Mit dem Fall Tramus endete nicht nur Geschichte, Neue nahm ihren Anfang. Die Vorfahren der Skitmarca verließen mit den Drachen des Himmelpfeilers die schwelenden Trümmer der ehedem schönsten Stadt der Welt. Sie zogen ins Hadoloc und gründeten dort Igania, das schon bald in eigenem Glanz weit über seine Grenzen hinaus strahlte. Mit der Zeit wurde aus dem Volk der Drachen und dem der Menschen eins. Viele Bewohner fühlten sich in den Himmeln genauso zu hause wie auf der Erde.

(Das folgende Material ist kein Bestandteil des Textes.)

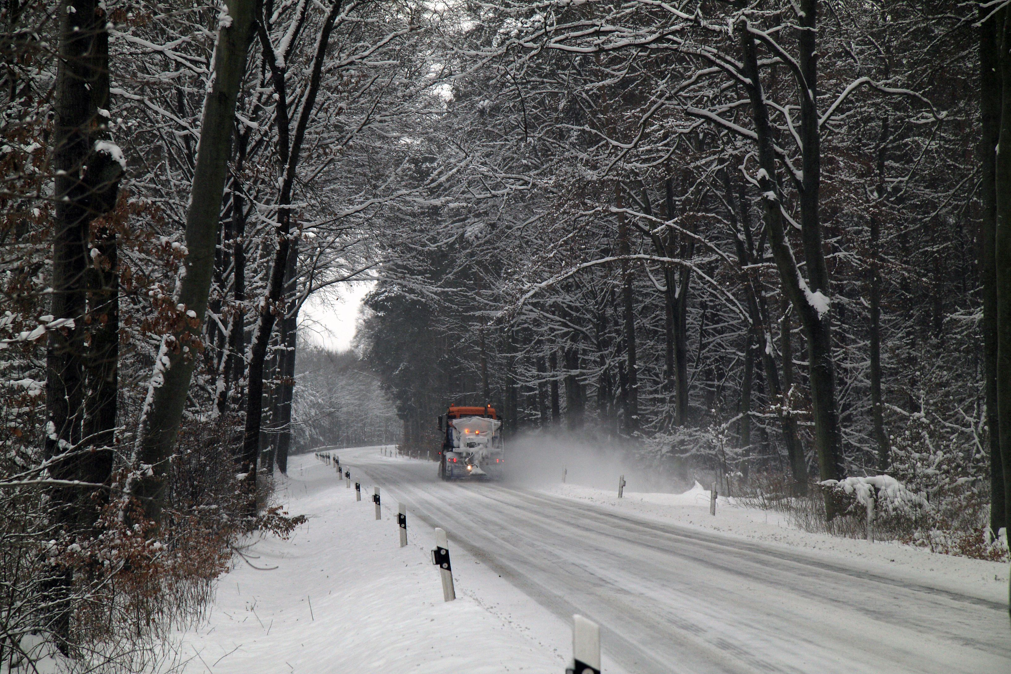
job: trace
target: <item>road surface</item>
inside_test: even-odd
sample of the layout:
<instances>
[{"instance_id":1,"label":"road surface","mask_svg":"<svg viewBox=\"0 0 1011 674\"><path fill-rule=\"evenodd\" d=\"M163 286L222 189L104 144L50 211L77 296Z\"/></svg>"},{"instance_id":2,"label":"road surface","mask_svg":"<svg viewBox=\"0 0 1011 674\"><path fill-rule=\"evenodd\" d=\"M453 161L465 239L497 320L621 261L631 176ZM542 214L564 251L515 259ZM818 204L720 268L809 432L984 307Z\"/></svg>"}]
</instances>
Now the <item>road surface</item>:
<instances>
[{"instance_id":1,"label":"road surface","mask_svg":"<svg viewBox=\"0 0 1011 674\"><path fill-rule=\"evenodd\" d=\"M508 484L444 483L436 464L374 448L339 454L451 549L559 617L599 622L633 674L1011 673L1006 603Z\"/></svg>"}]
</instances>

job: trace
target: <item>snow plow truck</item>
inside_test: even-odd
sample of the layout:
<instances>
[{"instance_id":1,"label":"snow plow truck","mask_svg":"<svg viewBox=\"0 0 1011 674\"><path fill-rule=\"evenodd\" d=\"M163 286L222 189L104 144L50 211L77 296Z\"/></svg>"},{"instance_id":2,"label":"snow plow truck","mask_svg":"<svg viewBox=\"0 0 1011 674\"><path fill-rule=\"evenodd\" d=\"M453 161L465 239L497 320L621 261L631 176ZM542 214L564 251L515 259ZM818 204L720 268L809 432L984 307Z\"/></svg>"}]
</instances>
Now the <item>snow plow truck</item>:
<instances>
[{"instance_id":1,"label":"snow plow truck","mask_svg":"<svg viewBox=\"0 0 1011 674\"><path fill-rule=\"evenodd\" d=\"M439 477L443 480L500 480L505 472L502 422L491 405L450 405L439 417L443 431Z\"/></svg>"}]
</instances>

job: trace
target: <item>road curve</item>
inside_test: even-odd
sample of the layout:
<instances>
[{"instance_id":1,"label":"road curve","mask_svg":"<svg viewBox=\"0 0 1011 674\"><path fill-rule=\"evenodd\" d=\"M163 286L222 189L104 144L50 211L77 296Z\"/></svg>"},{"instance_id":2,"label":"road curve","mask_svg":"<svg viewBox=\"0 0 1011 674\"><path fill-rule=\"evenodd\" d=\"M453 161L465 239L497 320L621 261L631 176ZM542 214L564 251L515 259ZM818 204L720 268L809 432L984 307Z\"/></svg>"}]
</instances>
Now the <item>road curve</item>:
<instances>
[{"instance_id":1,"label":"road curve","mask_svg":"<svg viewBox=\"0 0 1011 674\"><path fill-rule=\"evenodd\" d=\"M600 622L633 674L1011 672L1002 603L541 492L447 484L435 464L375 449L339 454L542 606Z\"/></svg>"}]
</instances>

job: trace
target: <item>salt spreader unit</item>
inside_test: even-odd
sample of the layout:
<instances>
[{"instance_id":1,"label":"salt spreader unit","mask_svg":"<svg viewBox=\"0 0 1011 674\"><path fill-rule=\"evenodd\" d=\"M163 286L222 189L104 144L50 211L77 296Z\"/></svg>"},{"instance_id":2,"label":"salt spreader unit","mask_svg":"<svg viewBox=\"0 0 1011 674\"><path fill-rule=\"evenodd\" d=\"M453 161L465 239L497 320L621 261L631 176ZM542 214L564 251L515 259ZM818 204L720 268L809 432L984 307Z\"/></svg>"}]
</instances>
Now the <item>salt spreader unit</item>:
<instances>
[{"instance_id":1,"label":"salt spreader unit","mask_svg":"<svg viewBox=\"0 0 1011 674\"><path fill-rule=\"evenodd\" d=\"M443 480L500 480L505 472L502 422L491 405L450 405L439 417L443 431L439 477Z\"/></svg>"}]
</instances>

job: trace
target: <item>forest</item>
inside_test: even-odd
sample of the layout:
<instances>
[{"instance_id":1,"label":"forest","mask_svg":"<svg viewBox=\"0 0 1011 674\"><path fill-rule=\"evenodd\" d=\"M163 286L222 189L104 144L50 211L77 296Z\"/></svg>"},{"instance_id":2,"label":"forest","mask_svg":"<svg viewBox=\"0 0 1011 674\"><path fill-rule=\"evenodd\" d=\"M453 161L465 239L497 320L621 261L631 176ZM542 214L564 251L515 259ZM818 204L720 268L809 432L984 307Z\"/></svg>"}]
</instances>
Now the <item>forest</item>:
<instances>
[{"instance_id":1,"label":"forest","mask_svg":"<svg viewBox=\"0 0 1011 674\"><path fill-rule=\"evenodd\" d=\"M451 402L1007 560L1008 4L5 3L0 669L157 668Z\"/></svg>"}]
</instances>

Doch die, die blieben wie sie waren, neideten es den Anderen und so kam es zum Krieg. Nichts blieb von Igania außer einigen Ruinen in einem unzugänglichen Tal und einigen Legenden. Die wenigen Überlebenden verließen den Hadoloc und zerstreuten sich in alle Winde. Sie versteckten sich vor der Welt und vor sich selbst und lebten in ständiger Angst von neuem dem Zorn normaler Menschen ausgeliefert zu sein. Nur das Vergessenwerden bot ihnen in ihren Augen Sicherheit.
Nie gab es besonders viele Drachenmenschen. Einer der wenigen der das Schweigen brach, war Mingar, der Istradon aus seinem Gefängnis in Stûma befreite und zusammen mit den Kuntern und einigen seines Volkes auf Seiten Eolais kämpfte. Von ihm stammt das wenige Wissen über dieses Volk das wir heute haben.
Ein Skitmarca unterscheidet sich äußerlich kaum von anderen Menschen. Einzig die klaren, stechenden, eisgrauen Augen und das Drachenmal auf der Stirn geben dem Wissenden einen Hinweis auf das wahre Wesen der Person. Doch können sie sich jederzeit in einen Drachen wandeln. Ihr drachisches Erbe verleiht ihnen große magische Fähigkeiten.
Bekannt ist weiterhin, das sie sich einmal im Jahr an einem versteckten Platz irgendwo im Hadoloc treffen, um dort Erfahrungen auszutauschen und ihrer Vergangenheit zu gedenken.
Es muss Mingar ungeahnte Kräfte gekostet haben dieses verschlossene Volk wenigstens teilweise aus seiner Isolation zu führen, um sich durch den gemeinsamen Kampf aller Völker gegen Eoc Respekt und Anerkennung zu verdienen. Denn für ihn ist dieses neue Zeitalter die Chance endlich in Frieden mit sich selbst und allen anderen zu leben, um den Fluch Qisalas endlich zu brechen.